VI.     Federal court jurisdiction – Modern View.

    A.     Basic rules of jurisdiction.
      1.     Federal judicial power extends to cases involving:
        a.     Interpretation of the Constitution, federal laws, treaties, admiralty and maritime;
        b.     Disputes between states, states and foreign citizens, and citizens of diverse citizenship.
        c.     The Supreme Court may review the constitutionality of acts of other branches of the federal government. It may also review state acts pursuant to the Supremacy Clause.
      2.     Original Jurisdiction of Supreme Court. Art. III, § 2, Cl. 2.

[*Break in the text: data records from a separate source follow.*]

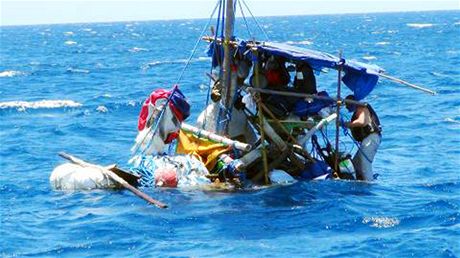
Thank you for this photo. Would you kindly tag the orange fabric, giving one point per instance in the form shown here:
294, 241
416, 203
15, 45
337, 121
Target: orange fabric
206, 151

        a.     All cases affecting ambassadors, public ministers, consuls, and those in which a state is a party.
        b.     But, Congress has given concurrent jurisdiction to lower federal courts in all cases except where two states are parties. Original jurisdiction of S.Ct. is not exclusive.
        c.     Would Marshall agree?. Is original jurisdiction exclusive?
      3.     Appellate Jurisdiction of Supreme Court extends to all cases to which federal power extends, subject to congressional exceptions and regulation. Cases can come to the Court by one of two ways:
        a.     Writ of Certiorari. The Supreme Court has complete discretion to hear cases that come to it by certiorari. The cases that come by certiorari are:
          1)     Cases from state courts where
            A)     the constitutionality of a federal statute, federal treaty, or state statute is in issue; or
            B)     a state statute allegedly violates federal law.
          2)     All cases from federal courts of appeals.
          3)     All writs of certiorari must be approved by “The Rule of Four.”
        b.     Appeal. The Supreme Court must hear cases that come to it by appeal. These cases are confined to decisions by a three-judge federal district court panel that grants or denies injunctive relief.
        c.     Congressional regulation of appellate jurisdiction.
          – How is federal court jurisdiction defined? Parties or subject matters?
          – Could disputes between certain parties be limited to the lower federal courts? Is all federal judicial power necessarily vested in the Supreme Court?
          – Could Congress prevent S.Ct from hearing appeals of certain kinds of cases, such as challenges to abortion laws? – prevent lower courts from ordering relief against such laws? Are these the same?
    B.     Congressional regulation of appellate jurisdiction.
      1.     Ex Parte McCardle (1868). The Court refuses to pronounce judgment in a case where Congress has repealed the Court’s appellate jurisdiction after the case was argued.
        a.     Congress can define the S.Ct.’s appellate jurisdiction.
        b.     Jurisdiction = “juris” “diction” – law expression, or the power to declare the law.
        c.     Why wasn’t this an ex post facto law? Arguments in S.Ct. were heard before the statute repealing jurisdiction was passed.
      2.     U.S. v. Klein (1872). S.Ct. invalidated federal law requiring dismissal of suits to reclaim property by Southerners where loyalty to U.S. was “proved” by a Presidential pardon. In effect, Congress wanted to presume that pardoned people were
        a.     Statute negated effect of Presidential pardon (separation of powers problem).
        b.     Statute required court to dismiss certain cases (i.e., directed the court to make certain findings of law and/or fact).
        c.     Not a regulation of jurisdiction at all. See Art. III, § 2, Cl. 2. Can Congress regulate and except findings of law and fact?
      3.     Martin v. Hunter’s Lessee (1816). S.Ct required state courts to adhere to decisions of the Court reviewing the judgments of those state courts.
        a.     Congress can vest appellate or original jurisdiction in lower federal courts.
        b.     S.Ct. can review state court decisions.
          1)     Constitution binds states in corporate capacity.
          2)     Federal system is not compromised.
          3)     Supremacy Clause demands it.
        c.     Compare with contempt power. See, Deut. 17:8-13.